15 September 2022
JAKARTA – Kelompok Tujuh sedang menyelesaikan rencana untuk membatasi harga minyak Rusia, dengan tujuan menguras sumber daya Moskow untuk membiayai perang di Ukraina.
Inisiatif ini, yang banyak didukung oleh Amerika Serikat, diperkirakan akan mengurangi pendapatan yang diterima Rusia dari ekspor minyaknya. Aliansi yang terbentuk antara anggota G7 (Jerman, Perancis, Italia, Inggris, Kanada, Amerika Serikat dan Jepang) dan negara-negara lain berencana untuk membeli minyak mentah Rusia dengan harga yang dibatasi sekitar $60 per barel, sehingga mengurangi keuntungan yang mengalir ke Rusia, terbatas, bahkan ketika harga minyak dunia mencapai puncaknya.
Batasan tersebut juga akan membatasi pengiriman, pembiayaan dan asuransi ekspor minyak Rusia, yang sebagian besar dilaksanakan oleh perusahaan-perusahaan di bawah aliansi yang dipimpin G7, sehingga menjadikan logistik sebagai masalah lain.
Para pakar mengkritik rencana tersebut karena berpotensi mengganggu volatilitas harga minyak. Selain itu, rencana tersebut serupa dengan negara-negara G7 yang melakukan tindakan gegabah, karena mereka adalah salah satu importir minyak Rusia terbesar.
Sementara itu, Moskow meresponsnya dengan mengancam akan menolak menjual minyaknya ke negara-negara yang tergabung dalam aliansi pembatasan harga.
Ketika perang berkecamuk di Ukraina dan ketegangan geopolitik meningkat, G7 secara agresif meluncurkan kampanye plafon harga ke negara-negara lain, termasuk Indonesia. Menteri Keuangan AS Janet Yellen meminta agar batasan harga minyak dibahas pada pertemuan para kepala keuangan Kelompok 20 baru-baru ini di Bali, namun Menteri Keuangan Sri Mulyani Indrawati, sebagai tuan rumah, menolak permintaan tersebut.

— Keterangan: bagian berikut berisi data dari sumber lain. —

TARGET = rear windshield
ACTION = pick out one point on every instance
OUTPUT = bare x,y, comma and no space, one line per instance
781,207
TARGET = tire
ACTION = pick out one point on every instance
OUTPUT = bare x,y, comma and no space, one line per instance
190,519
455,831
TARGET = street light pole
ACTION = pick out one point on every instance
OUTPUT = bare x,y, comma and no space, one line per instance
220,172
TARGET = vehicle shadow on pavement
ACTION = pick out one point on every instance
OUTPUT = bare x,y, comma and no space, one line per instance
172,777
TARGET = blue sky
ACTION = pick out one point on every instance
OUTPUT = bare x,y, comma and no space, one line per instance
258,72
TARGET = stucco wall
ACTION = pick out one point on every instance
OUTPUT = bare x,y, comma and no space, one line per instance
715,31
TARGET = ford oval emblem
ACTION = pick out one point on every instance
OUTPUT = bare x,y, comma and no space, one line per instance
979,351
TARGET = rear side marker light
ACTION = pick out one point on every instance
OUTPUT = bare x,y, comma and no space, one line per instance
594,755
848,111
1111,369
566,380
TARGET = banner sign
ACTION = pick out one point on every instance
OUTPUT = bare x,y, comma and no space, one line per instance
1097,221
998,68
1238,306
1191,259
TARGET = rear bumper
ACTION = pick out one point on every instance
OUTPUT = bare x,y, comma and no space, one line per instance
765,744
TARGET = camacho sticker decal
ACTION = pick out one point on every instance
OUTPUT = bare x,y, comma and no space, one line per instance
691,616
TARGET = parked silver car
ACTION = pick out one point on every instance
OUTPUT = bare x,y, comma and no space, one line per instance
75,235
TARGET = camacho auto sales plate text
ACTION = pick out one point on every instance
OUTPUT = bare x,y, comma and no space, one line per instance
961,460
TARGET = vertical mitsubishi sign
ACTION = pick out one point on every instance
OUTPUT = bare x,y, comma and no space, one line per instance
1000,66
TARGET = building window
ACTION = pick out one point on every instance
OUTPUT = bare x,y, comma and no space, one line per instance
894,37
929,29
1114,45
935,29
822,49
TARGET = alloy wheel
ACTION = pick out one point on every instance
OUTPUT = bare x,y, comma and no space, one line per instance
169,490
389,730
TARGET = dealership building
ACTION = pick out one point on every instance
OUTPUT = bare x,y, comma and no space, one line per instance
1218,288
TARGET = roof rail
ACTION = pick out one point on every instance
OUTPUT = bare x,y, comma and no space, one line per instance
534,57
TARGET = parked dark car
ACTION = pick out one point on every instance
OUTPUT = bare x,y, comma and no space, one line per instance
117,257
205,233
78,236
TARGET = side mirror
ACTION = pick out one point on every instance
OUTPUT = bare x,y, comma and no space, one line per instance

Pada bulan Agustus, perwakilan AS mengunjungi Jakarta untuk mendesak india agar bergabung dengan aliansi pembatasan harga, sementara Komisaris Energi Eropa Kadri Simson juga mendesak Indonesia, serta Tiongkok dan India, untuk bergabung.
Meskipun ada upaya lobi yang intens dari G7, jelas bahwa Indonesia enggan atau bahkan tidak tertarik untuk ikut serta dalam rencana tersebut.
Beberapa orang mungkin berpikir hal ini terjadi karena Indonesia ingin membeli minyak Rusia dengan harga murah, terutama karena beberapa pejabat, termasuk Presiden Joko Widodo, telah menyatakan minatnya.
Namun faktanya, sebagai negara pengimpor minyak, mungkin diperlukan waktu lebih lama sebelum Indonesia bisa membeli minyak Rusia. Menurut Kementerian Energi dan Sumber Daya Mineral, negara tersebut tidak mengimpor minyak dari Rusia sejak tahun 2016, dan sumber minyak mentah utamanya adalah Malaysia, Australia, Arab Saudi, Nigeria, dan Azerbaijan.
Faktor lainnya adalah harga minyak dunia yang melemah. Minyak mentah Brent turun menjadi $94 per barel pada hari Selasa dari $120 pada puncaknya di bulan Juni.
Pemerintah juga baru-baru ini menaikkan harga bahan bakar dalam negeri, termasuk bahan bakar bersubsidi, untuk meringankan beban fiskal, serta untuk melengkapi langkah-langkah lain yang dilakukan untuk menjamin stabilitas harga dan mengendalikan inflasi.
Aliansi pembatasan harga yang dipimpin G7 mungkin memiliki niat baik, yaitu menghentikan perang di Ukraina, namun menempuh jalur ini dapat memicu perang lain: perang ekonomi. Pembatasan harga minyak akan memecah belah negara-negara, bahkan negara-negara yang tidak memiliki hubungan langsung dengan Rusia, dan mendorong mereka ke dalam krisis.
Yang terburuk, pembatasan harga dapat menyebabkan deglobalisasi, yang memberikan insentif kepada negara-negara untuk berdagang dan bergabung dalam rantai pasokan hanya pada blok atau aliansi ekonomi yang menjadi bagiannya. Jika hal ini terjadi maka akan merugikan seluruh dunia.